Depois de muitos quilômetros de árdua caminhada pelas ruas de Brasília o meu sapato social não resistiu e me brindou com um pequeno furo.
Entre o reforma duvidosa na esquina e a felicidade do consumo imediato confesso que sucumbi à tentação e parti contente em busca de um novo par de sapatos de couro. Enquanto testava as opções de modelo passei a observar o movimento da sapataria e os demais consumidores.
A loja estava lotada e oferecia dezenas de produtos tais como carteiras, cintos, sapatos, maletas, sandálias e outros.
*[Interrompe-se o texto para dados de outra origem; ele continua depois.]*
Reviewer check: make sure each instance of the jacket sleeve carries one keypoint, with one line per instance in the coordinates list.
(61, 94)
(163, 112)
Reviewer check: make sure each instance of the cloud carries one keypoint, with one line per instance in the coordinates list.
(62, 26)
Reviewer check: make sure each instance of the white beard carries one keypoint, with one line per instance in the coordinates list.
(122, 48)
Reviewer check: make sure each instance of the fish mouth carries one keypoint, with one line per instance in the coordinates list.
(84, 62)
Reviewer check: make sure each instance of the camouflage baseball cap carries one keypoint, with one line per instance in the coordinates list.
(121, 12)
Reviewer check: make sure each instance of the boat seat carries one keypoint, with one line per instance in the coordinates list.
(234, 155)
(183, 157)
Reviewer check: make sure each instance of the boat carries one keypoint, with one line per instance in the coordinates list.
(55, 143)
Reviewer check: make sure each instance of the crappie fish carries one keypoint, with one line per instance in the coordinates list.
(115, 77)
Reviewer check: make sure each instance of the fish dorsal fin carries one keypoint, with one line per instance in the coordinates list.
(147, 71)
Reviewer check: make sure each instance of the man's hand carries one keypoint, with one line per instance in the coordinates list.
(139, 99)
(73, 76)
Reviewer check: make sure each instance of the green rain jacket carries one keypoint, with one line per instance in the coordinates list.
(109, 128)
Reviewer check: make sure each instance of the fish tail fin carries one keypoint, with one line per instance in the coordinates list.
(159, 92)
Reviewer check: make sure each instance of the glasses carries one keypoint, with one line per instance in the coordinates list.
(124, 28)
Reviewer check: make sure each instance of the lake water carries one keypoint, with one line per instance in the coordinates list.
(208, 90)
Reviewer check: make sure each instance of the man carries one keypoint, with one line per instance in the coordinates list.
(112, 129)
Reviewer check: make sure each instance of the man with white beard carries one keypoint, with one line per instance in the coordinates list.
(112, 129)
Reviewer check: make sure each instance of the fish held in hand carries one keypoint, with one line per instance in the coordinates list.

Imediatamente lembrei-me das dezenas de bois que contribuíram com aquela euforia de consumo.
Passei a questionar, então, os impactos ambientais da indústria do couro.
Sabemos que toda e qualquer atividade econômica possui estreita vinculação com o meio ambiente.
A associação entre a atividade econômica e o meio ambiente pode ser observada nas seguintes dimensões:
- Aumento da demanda sobre bens e serviços ambientais (ex.: água, solo, oceanos, biodiversidade, etc.);
- Geração de resíduos e/ou processos poluentes (ex.: indústria de produtos químicos, resíduos da construção civil, etc.);
- Produção de Passivos Ambientais que podem vir a comprometer o meio ambiente (ex.: barragens de resíduos químicos, tanques em postos de combustíveis, etc.).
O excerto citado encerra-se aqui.